Most of this stuff was the preserve of hopeless dreamers, but in the year 1814 a brilliant mathematician and philosopher, responsible for underpinning vast quantities of modern mathematics and cosmology, called Pierre-Simon Laplace published a bold new article that took this concept to extremes. Laplace lived in the age of ‘the clockwork universe’, a theory that held Newton’s laws of motion to be sacrosanct truths and claimed that these laws of physics caused the universe to just keep on ticking over, just like the mechanical innards of a clock- and just like a clock, the universe was predictable. Just as one hour after five o clock will always be six, presuming a perfect clock, so every result in the world can be predicted from the results. Laplace’s arguments took such theory to its logical conclusion; if some vast intellect were able to know the precise positions of every particle in the universe, and all the forces and motions of them, at a single point in time, then using the laws of physics such an intellect would be able to know everything, see into the past, and predict the future.

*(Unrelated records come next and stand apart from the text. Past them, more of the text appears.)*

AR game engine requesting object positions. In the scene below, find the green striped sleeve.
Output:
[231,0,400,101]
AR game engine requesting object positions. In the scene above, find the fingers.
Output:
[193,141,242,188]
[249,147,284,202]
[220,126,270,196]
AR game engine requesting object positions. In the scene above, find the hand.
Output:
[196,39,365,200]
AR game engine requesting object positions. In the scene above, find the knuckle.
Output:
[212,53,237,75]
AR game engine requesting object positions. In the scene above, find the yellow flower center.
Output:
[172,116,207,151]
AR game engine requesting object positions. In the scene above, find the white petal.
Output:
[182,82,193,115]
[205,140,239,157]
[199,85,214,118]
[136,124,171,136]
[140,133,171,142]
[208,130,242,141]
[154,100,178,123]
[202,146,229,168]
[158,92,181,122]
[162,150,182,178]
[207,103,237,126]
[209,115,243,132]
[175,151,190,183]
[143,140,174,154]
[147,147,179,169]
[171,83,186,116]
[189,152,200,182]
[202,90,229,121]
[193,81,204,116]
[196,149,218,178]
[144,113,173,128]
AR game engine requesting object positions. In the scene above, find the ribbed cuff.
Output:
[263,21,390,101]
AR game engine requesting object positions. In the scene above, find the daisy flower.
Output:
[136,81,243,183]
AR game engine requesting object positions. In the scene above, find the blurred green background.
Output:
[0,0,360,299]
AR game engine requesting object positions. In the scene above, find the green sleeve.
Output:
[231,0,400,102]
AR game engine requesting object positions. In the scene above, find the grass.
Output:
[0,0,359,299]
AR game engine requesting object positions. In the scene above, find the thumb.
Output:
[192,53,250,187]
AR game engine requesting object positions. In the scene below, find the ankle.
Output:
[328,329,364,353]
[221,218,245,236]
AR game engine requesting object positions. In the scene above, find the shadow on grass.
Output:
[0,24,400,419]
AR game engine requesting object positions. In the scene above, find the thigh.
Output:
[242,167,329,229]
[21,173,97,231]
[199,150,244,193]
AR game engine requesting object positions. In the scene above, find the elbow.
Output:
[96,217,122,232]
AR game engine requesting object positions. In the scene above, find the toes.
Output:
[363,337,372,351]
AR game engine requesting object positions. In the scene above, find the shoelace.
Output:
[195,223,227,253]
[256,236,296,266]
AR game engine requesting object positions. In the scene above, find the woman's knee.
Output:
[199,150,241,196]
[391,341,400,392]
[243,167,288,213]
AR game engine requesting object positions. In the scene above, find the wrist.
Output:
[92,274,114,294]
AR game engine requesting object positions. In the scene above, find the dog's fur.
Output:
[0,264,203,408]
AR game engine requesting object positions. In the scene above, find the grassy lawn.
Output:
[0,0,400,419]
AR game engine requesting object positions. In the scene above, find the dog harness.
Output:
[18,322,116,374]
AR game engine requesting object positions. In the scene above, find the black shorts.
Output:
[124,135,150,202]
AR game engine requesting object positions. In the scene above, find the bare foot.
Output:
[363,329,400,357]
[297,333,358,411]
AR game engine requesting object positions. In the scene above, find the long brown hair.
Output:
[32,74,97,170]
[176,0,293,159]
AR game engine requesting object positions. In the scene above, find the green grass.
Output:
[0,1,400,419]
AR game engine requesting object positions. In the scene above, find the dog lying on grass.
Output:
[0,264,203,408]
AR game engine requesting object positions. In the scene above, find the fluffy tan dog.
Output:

Those who believed in this theory were generally disapproved of by the Church for devaluing the role of God and the unaccountable divine, whilst others thought it implied a lack of free will (although these issues are still considered somewhat up for debate to this day). However, among the scientific community Laplace’s ideas conjured up a flurry of debate; some entirely believed in the concept of a predictable universe, in the theory of scientific determinism (as it became known), whilst others pointed out the sheer difficulty in getting any ‘vast intellect’ to fully comprehend so much as a heap of sand as making Laplace’s arguments completely pointless. Other, far later, observers, would call into question some of the axiom’s upon which the model of the clockwork universe was based, such as Newton’s laws of motion (which collapse when one does not take into account relativity at very high velocities); but the majority of the scientific community was rather taken with the idea that they could know everything about something should they choose to. Perhaps the universe was a bit much, but being able to predict everything, to an infinitely precise degree, about a few atoms perhaps, seemed like a very tempting idea, offering a delightful sense of certainty. More than anything, to these scientists there work now had one overarching goal; to complete the laws necessary to provide a deterministic picture of the universe.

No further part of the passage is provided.